On 10/26/2011 08:29 AM, Michael Matz wrote:
Hi,
On Tue, 25 Oct 2011, Andrew MacLeod wrote:
and new generic routines are provided as follows:
void __atomic_load (T* object, T* return_value, memory_order m)
void __atomic_store (T* object, T* new_value, memory_order m)
void __atomic_exchange (T* object, T* new_value, T* return_value, memory_order
m)
void __atomic_compare_exchange (T* object, T* expected_value, T* new_value,
bool weak, memory_order success, memory_order fail)
When a generic routine is called with an object whose size maps to one
of the type specific built-ins, (ie sizeof (T) == 1,2,4,8 or 16) the
generic call is translated into the appropriate direct call.
Are the generic routines really generic? In particular do they accept
objects that aren't naturally aligned and are supposed to still work? In
that case you can't rewrite them into the type specific builtins after
only checking the size, you also need to check alignment.
yes, ive been considering that. At the moment, the claim is it is well
defined for properly aligned objects, undefined otherwise.
I've been considering what would be involved in defining it. And I not
sure if that should wait until the next release, or whether we should
try now.
- The 5 size specific routines *must* be properly aligned. (ie, and N
byte object must have the same alignment as the N byte integral)
for the generic routines:
- if it can be determined at compile time that the object being
pointed to is properly aligned, then it can be mapped into one of the 5
size specific routines. Otherwise it must remain a call into the
runtime library.
- The runtime library can look at the pointer value and determine if
things are properly aligned based on the pointer value. If properly
aligned, then it could invoke one of the runtime lock-free routines.
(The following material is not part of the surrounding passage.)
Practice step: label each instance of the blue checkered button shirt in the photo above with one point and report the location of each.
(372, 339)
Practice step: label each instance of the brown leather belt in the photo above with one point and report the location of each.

- If an improperly aligned pointer is passed in, the fall back would
be to resort to what will probably be a locked implementation for the
object.
- the __atomic_is_lock_free(size) routine will have to have an
additional object pointer parameter. If its NULL, it will return a value
based on properly aligned objects of SIZE. Otherwise, it will also
check the value of the pointer to see if it is properly aligned and then
return true or false based on whether one of the lock-free routines will
be invoked.
So it would mean that an 8 byte object which is properly aligned could
be lock free, while and unaligned 8 byte object would likely have a
locked implementation. They would all work though, just requiring the
library.
Thats my thoughts... I'm tempted to implement the alignment
checking... It seems more complete, but it is more complex. so I waffle :-)
any other opinions?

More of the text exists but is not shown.